Thoughts on IBM’s Trust and Transparency Capabilities for AI
by Adrian Bowles
In his recent blog It’s Time to Start Breaking Open the Black Box of AI (9/19/2018), Ruchir Puri, Chief Architect, IBM Watson and IBM Fellow, asserts:
“It’s time to start breaking open the black box of AI to give organizations confidence in their ability to manage those systems and explain how decisions are being made.”
Trust, Transparency, and Cloud
Puri’s blog introduces IBM’s new trust and transparency capabilities for AI, built on algorithms from IBM Research and available as services in the IBM Cloud. The capabilities have a business-oriented dashboard to help explain AI-powered recommendations or decisions, and tools to mitigate bias early in the data collection and management phases.
Improving visibility, reducing bias, and preserving auditing data without placing undue burdens on scarce AI and data science resources is becoming a critical need. Complex solutions, powered by opaque deep learning systems, are increasingly being called upon to augment human decision-making in critical tasks from healthcare to defense systems.

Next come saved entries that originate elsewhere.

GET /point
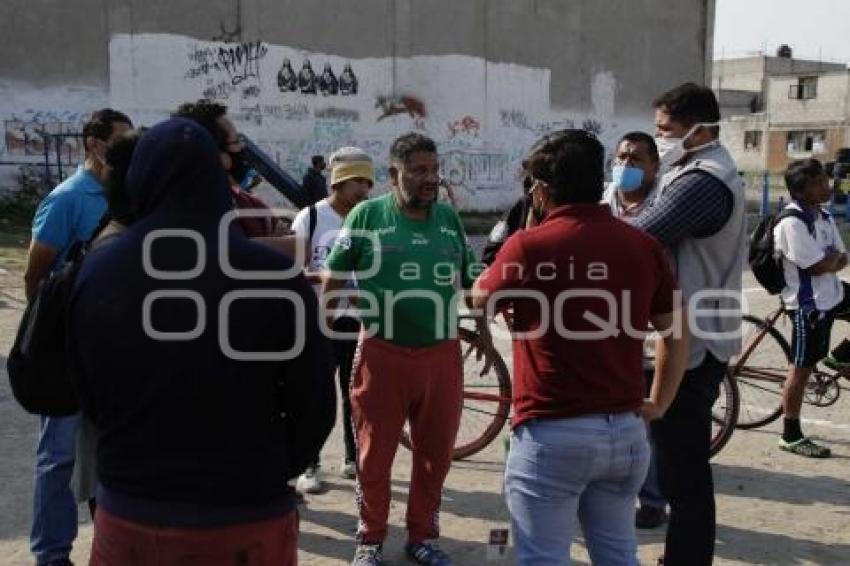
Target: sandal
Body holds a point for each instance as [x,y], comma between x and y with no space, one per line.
[805,447]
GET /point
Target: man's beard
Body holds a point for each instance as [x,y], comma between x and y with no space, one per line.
[413,201]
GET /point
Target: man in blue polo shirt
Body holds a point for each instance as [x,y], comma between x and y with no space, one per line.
[68,214]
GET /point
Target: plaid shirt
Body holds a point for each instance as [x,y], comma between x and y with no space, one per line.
[695,205]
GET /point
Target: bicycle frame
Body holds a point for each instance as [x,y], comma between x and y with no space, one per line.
[770,322]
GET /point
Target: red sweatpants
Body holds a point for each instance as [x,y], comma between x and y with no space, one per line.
[118,542]
[393,384]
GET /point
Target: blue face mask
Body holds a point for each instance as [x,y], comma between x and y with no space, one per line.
[626,178]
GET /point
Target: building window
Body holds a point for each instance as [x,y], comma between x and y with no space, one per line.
[752,140]
[807,141]
[805,89]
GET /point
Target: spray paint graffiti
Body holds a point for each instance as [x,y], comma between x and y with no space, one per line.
[307,82]
[514,119]
[342,114]
[239,62]
[465,126]
[34,138]
[226,68]
[348,81]
[404,104]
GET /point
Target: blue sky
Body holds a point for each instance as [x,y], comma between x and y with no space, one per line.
[810,27]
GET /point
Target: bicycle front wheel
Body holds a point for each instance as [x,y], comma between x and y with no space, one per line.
[761,376]
[724,413]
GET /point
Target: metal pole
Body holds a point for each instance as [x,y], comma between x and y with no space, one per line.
[57,140]
[44,140]
[765,194]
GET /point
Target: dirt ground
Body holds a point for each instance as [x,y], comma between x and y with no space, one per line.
[772,507]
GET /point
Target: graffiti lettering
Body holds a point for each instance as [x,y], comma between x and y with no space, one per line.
[514,119]
[466,125]
[392,105]
[218,91]
[242,61]
[252,91]
[239,62]
[332,129]
[592,126]
[306,81]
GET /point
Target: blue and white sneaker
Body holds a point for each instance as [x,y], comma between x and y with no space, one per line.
[368,555]
[428,553]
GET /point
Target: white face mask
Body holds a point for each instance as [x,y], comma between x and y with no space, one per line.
[672,150]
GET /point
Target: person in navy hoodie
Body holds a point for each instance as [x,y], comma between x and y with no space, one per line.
[197,436]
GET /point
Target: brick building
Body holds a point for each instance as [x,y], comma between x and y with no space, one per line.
[777,109]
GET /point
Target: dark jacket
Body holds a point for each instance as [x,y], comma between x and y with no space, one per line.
[190,435]
[315,186]
[513,220]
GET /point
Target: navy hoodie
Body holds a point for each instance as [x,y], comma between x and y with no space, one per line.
[188,435]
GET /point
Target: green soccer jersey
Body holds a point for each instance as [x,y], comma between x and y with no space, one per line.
[408,271]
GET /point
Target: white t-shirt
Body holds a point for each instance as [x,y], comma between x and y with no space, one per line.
[611,198]
[328,225]
[800,250]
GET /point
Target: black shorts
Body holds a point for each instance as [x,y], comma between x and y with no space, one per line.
[811,331]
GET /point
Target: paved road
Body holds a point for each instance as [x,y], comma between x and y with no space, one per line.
[773,508]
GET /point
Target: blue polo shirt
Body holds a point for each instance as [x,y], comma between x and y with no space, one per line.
[69,213]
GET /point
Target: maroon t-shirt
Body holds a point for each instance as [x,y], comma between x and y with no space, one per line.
[600,280]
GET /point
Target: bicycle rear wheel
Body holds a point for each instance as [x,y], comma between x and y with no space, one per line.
[724,414]
[762,375]
[486,396]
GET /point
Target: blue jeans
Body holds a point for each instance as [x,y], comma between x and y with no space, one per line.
[589,468]
[54,524]
[650,492]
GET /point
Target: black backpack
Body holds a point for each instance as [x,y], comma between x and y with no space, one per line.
[38,363]
[766,268]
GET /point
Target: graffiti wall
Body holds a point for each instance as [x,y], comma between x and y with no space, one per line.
[295,104]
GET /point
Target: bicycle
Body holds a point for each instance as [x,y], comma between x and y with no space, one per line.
[762,367]
[487,399]
[486,395]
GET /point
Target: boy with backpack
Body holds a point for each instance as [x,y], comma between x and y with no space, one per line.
[352,177]
[810,252]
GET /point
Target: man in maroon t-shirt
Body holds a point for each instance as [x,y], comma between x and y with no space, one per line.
[585,287]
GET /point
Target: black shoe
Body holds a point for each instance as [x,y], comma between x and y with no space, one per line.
[649,517]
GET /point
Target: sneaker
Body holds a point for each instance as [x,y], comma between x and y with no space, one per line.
[648,517]
[368,555]
[805,447]
[427,553]
[348,470]
[834,364]
[309,481]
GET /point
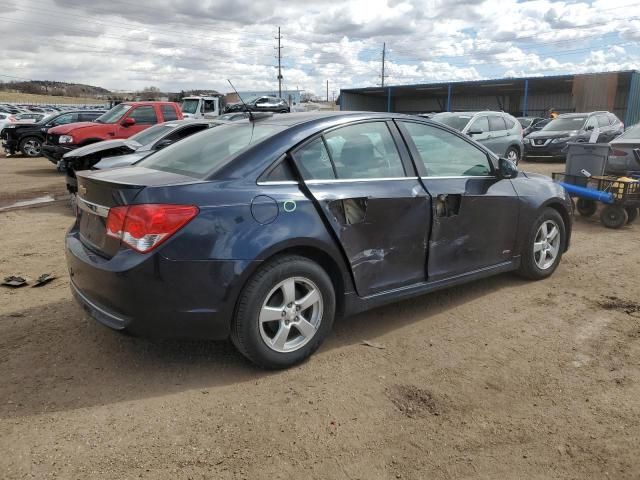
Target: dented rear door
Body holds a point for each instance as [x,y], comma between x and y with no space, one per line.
[380,215]
[475,213]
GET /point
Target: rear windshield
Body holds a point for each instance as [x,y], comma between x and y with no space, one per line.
[152,134]
[567,123]
[115,114]
[453,120]
[632,133]
[201,154]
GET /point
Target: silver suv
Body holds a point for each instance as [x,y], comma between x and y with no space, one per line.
[498,131]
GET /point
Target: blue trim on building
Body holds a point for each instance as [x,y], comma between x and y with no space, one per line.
[632,115]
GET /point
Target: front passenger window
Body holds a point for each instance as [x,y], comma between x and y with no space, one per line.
[444,154]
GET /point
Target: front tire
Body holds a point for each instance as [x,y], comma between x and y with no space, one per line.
[284,313]
[544,246]
[31,147]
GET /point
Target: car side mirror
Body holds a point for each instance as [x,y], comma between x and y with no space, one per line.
[507,169]
[163,143]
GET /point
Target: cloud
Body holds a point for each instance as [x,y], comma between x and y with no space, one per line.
[182,44]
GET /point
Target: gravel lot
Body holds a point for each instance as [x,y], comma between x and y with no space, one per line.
[496,379]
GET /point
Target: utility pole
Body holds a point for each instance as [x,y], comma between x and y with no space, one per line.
[279,48]
[384,53]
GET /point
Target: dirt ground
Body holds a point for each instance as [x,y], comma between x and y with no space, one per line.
[501,378]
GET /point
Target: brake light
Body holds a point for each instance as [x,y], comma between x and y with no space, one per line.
[144,227]
[619,153]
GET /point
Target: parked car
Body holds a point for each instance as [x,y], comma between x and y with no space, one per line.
[4,121]
[123,152]
[232,117]
[259,104]
[498,131]
[27,117]
[625,152]
[532,124]
[28,138]
[122,121]
[550,143]
[265,230]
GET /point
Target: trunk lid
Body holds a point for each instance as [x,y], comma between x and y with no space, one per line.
[98,191]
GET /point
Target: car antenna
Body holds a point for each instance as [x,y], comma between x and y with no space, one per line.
[245,105]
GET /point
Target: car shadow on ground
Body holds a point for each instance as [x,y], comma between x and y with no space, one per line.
[55,358]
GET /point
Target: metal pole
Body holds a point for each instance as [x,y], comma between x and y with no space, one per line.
[279,65]
[384,48]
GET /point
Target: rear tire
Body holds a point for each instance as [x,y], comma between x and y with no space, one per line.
[585,207]
[632,213]
[543,249]
[273,326]
[613,216]
[31,147]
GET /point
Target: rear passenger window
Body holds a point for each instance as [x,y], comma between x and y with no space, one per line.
[314,162]
[169,113]
[496,123]
[364,150]
[144,115]
[445,154]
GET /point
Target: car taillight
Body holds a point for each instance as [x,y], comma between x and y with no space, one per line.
[144,227]
[618,153]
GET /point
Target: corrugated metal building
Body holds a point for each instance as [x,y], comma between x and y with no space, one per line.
[617,92]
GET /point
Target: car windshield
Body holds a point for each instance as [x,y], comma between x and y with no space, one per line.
[48,118]
[190,105]
[203,153]
[152,134]
[113,115]
[632,134]
[567,123]
[453,120]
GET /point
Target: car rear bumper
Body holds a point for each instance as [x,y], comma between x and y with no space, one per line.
[153,296]
[54,152]
[555,151]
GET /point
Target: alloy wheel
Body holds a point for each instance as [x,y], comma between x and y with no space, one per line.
[546,245]
[291,314]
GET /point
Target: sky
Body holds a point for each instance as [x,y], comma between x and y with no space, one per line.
[199,44]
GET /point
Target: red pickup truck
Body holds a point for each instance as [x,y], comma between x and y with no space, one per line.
[121,121]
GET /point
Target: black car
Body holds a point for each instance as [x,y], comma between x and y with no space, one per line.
[29,137]
[550,143]
[264,231]
[259,104]
[532,124]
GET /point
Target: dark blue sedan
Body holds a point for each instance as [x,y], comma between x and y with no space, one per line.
[265,230]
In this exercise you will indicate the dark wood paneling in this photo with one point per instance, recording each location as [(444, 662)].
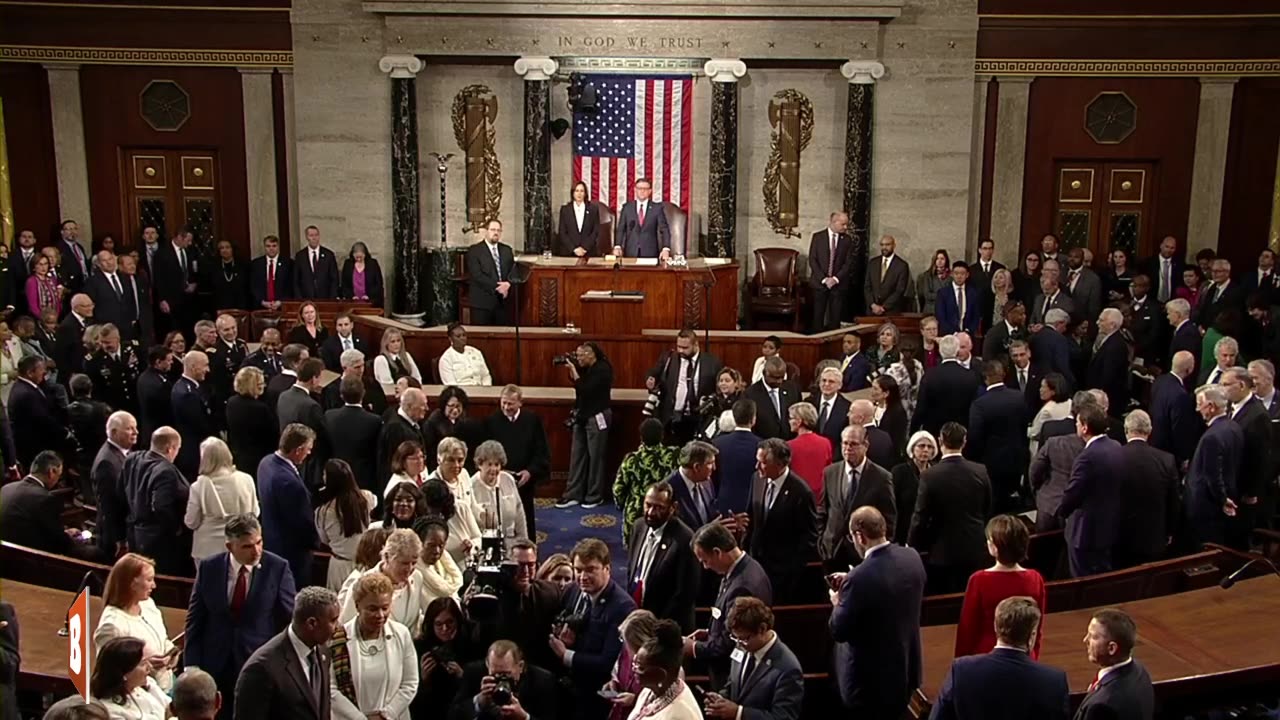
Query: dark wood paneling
[(30, 140), (113, 122), (1165, 135), (145, 28), (1251, 171)]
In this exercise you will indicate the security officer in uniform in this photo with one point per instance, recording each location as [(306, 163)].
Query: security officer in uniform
[(114, 368)]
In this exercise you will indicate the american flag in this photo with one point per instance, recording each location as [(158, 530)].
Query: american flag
[(641, 128)]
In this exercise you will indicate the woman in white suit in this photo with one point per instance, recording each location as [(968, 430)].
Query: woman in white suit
[(374, 668)]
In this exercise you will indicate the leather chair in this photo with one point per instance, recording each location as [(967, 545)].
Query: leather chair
[(775, 288)]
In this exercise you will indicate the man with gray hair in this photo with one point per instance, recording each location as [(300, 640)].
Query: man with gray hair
[(288, 677), (1109, 365), (1212, 477), (1148, 496), (782, 532), (945, 392), (196, 696), (225, 621)]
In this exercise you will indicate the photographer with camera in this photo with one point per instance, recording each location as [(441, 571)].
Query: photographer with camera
[(503, 687), (592, 419), (680, 381)]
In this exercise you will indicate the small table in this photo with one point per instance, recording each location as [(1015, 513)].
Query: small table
[(603, 311)]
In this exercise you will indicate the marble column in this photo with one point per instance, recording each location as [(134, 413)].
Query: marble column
[(264, 212), (722, 183), (407, 294), (1006, 186), (862, 76), (1212, 128), (538, 150), (69, 156)]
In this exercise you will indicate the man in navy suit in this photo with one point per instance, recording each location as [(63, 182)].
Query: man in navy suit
[(270, 277), (1091, 502), (766, 679), (641, 228), (997, 433), (241, 598), (1005, 683), (876, 621), (315, 269), (1123, 688), (1212, 477), (959, 305), (288, 528), (735, 461), (743, 577), (489, 264), (589, 655)]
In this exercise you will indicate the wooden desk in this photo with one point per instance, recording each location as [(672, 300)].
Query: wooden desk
[(41, 613), (1196, 643), (673, 295)]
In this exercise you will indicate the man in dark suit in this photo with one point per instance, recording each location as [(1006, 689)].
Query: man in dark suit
[(352, 432), (743, 577), (589, 655), (946, 391), (997, 434), (1109, 365), (831, 263), (192, 414), (1091, 502), (1005, 683), (887, 278), (112, 302), (766, 679), (489, 264), (32, 516), (641, 228), (951, 511), (270, 276), (533, 689), (37, 422), (1212, 478), (522, 436), (735, 461), (661, 566), (876, 621), (173, 283), (682, 378), (1148, 496), (156, 495), (846, 486), (224, 628), (315, 269), (773, 396), (1256, 465), (782, 532), (288, 677), (959, 304), (105, 475), (1123, 688)]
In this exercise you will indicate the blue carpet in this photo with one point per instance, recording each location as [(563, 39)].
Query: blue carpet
[(558, 531)]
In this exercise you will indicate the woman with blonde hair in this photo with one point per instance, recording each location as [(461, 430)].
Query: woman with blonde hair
[(393, 360), (128, 611), (219, 492), (373, 661)]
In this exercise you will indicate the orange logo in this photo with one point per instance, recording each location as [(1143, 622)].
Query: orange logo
[(77, 643)]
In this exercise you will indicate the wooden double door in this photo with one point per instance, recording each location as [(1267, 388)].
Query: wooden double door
[(169, 188), (1105, 206)]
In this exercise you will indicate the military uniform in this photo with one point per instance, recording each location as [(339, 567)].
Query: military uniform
[(115, 379)]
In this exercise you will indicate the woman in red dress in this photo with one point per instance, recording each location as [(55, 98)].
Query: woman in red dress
[(1006, 541)]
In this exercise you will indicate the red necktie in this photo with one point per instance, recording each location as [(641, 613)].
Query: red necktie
[(240, 592)]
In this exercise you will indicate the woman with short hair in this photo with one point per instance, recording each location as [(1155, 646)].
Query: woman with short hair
[(219, 492)]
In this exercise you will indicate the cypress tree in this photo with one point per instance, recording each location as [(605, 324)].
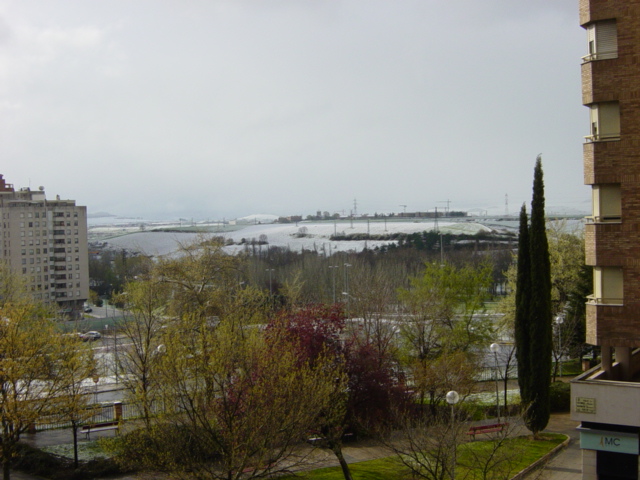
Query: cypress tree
[(540, 331), (523, 288)]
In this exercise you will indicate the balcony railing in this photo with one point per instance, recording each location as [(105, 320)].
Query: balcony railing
[(595, 300), (602, 137), (600, 56), (604, 219)]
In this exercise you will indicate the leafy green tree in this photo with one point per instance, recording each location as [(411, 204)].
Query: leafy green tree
[(32, 359), (145, 303), (522, 318), (443, 306), (540, 313), (75, 364)]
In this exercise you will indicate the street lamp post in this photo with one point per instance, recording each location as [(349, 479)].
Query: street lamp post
[(495, 348), (270, 270), (346, 283), (452, 398), (559, 322), (333, 268)]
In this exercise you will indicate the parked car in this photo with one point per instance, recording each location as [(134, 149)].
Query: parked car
[(91, 336)]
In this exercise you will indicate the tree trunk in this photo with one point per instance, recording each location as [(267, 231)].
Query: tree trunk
[(337, 450), (74, 429)]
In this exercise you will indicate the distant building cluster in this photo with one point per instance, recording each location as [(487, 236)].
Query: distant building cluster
[(365, 216), (45, 241)]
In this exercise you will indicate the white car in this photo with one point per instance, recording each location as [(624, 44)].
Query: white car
[(91, 336)]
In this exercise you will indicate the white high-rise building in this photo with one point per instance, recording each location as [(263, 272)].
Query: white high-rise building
[(46, 242)]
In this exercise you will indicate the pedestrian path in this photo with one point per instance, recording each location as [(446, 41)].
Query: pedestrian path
[(567, 465)]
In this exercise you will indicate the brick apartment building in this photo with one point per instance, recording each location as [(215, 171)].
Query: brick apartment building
[(46, 242), (606, 399)]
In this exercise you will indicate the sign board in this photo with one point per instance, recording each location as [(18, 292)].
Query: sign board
[(609, 441), (585, 405)]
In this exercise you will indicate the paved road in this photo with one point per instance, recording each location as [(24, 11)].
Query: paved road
[(567, 465), (564, 466)]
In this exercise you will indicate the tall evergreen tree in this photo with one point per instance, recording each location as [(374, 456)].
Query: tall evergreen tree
[(540, 330), (522, 317)]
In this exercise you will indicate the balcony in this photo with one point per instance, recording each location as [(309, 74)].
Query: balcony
[(594, 300), (602, 137), (595, 398)]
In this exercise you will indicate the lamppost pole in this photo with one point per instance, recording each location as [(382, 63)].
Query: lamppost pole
[(270, 270), (495, 348), (559, 322), (333, 270), (452, 398)]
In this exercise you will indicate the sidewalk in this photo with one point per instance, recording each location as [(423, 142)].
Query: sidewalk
[(566, 465)]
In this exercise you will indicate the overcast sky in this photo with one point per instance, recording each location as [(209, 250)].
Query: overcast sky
[(213, 109)]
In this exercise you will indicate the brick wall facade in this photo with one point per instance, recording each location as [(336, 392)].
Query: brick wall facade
[(616, 162)]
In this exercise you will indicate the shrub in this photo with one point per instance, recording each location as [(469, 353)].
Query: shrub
[(560, 397)]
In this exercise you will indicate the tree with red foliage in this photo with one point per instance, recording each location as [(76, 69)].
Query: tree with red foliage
[(367, 388)]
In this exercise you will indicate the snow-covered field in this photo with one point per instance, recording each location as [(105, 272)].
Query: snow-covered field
[(304, 235)]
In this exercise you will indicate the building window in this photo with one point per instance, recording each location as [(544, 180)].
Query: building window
[(602, 38), (605, 122), (607, 203), (607, 286)]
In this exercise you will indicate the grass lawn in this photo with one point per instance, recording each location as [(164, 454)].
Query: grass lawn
[(522, 451)]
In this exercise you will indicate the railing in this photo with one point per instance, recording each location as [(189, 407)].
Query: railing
[(602, 137), (600, 56), (604, 219), (103, 413), (594, 300)]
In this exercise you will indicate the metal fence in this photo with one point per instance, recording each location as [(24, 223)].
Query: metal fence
[(98, 413)]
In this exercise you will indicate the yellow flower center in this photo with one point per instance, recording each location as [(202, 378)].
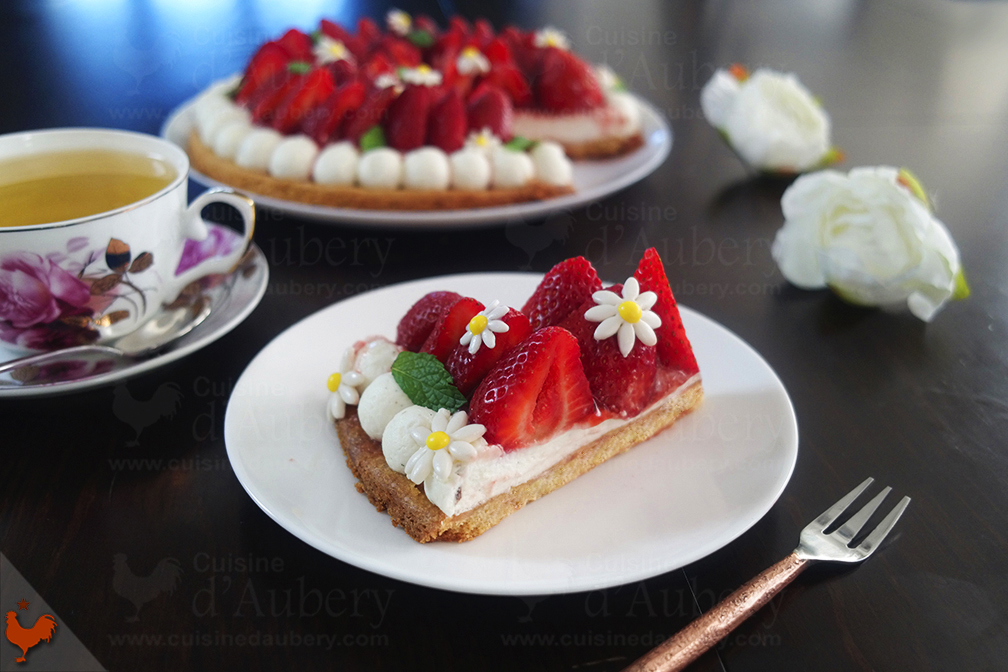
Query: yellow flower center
[(334, 382), (437, 440), (630, 311), (477, 324)]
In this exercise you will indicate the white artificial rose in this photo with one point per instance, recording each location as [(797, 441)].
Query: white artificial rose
[(870, 238), (770, 119)]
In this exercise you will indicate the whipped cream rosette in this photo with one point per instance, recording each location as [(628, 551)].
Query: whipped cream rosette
[(871, 236), (769, 119)]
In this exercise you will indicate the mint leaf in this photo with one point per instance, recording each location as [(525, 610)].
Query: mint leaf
[(425, 381), (519, 144), (420, 38), (373, 138)]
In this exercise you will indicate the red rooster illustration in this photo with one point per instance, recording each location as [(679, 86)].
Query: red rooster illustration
[(141, 414), (25, 639), (142, 589)]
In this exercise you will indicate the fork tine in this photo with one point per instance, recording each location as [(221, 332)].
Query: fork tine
[(849, 529), (873, 540), (840, 507)]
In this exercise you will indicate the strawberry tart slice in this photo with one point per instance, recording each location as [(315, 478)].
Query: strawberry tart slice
[(412, 117), (478, 409)]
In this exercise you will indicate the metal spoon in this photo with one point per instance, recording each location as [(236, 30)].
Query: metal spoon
[(154, 334)]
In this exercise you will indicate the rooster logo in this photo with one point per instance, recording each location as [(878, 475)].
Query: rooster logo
[(532, 239), (141, 414), (142, 589), (24, 639)]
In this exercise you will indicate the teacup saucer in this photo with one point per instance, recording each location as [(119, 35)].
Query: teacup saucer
[(233, 297)]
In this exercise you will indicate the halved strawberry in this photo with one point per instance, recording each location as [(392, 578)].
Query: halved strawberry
[(623, 385), (567, 285), (323, 123), (296, 44), (673, 347), (406, 123), (372, 112), (420, 319), (268, 62), (268, 98), (354, 43), (509, 79), (317, 87), (446, 333), (535, 390), (567, 83), (468, 370), (489, 107), (447, 124)]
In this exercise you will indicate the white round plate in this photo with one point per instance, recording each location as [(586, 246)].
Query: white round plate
[(664, 504), (592, 180), (231, 302)]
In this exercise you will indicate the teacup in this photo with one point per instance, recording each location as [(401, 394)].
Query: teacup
[(100, 276)]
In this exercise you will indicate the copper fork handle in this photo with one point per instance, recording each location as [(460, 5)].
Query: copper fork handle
[(690, 642)]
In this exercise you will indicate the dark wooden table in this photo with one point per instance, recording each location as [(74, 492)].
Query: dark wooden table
[(923, 407)]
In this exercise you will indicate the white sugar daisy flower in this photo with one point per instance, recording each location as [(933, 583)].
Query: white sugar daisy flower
[(550, 36), (329, 50), (450, 438), (629, 316), (483, 327), (484, 140), (421, 76), (398, 22), (343, 386), (472, 61)]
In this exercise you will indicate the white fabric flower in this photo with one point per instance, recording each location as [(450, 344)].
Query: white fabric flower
[(484, 140), (484, 326), (550, 36), (770, 119), (629, 317), (398, 22), (329, 50), (421, 76), (870, 238), (472, 61), (343, 387), (449, 439)]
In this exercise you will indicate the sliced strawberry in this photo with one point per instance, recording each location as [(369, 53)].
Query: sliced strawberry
[(567, 83), (534, 391), (674, 351), (368, 30), (268, 98), (468, 370), (371, 113), (510, 80), (446, 334), (567, 285), (420, 319), (406, 123), (296, 44), (497, 52), (317, 87), (323, 123), (447, 125), (483, 32), (336, 31), (402, 52), (623, 385), (268, 62), (489, 107)]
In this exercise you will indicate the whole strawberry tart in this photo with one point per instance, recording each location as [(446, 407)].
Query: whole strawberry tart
[(411, 116), (478, 409)]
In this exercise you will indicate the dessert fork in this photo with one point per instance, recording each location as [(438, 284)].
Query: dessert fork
[(814, 544)]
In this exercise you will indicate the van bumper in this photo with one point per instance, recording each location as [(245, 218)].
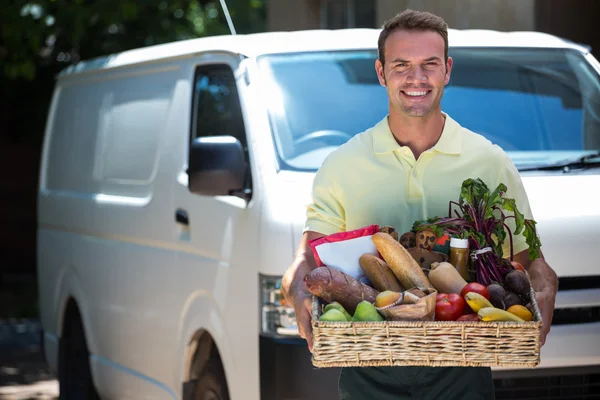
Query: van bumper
[(286, 372)]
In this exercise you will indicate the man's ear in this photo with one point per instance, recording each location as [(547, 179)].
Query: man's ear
[(380, 72), (448, 69)]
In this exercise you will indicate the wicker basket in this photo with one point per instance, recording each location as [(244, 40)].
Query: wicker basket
[(426, 343)]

IBM’s trust and transparency capabilities can provide this level of explainability because individual transactions are logged throughout the operational life, not just the development and testing of an AI model. The “explainable AI” problem has been a barrier to deep learning adoption for applications in some regulated industries, and in many applications where trust has historically been based on demonstrated human expertise.
The new capabilities are a welcome addition to the field and should be evaluated by anyone struggling with these applications. They should be a boon to IBM as a cloud platform provider.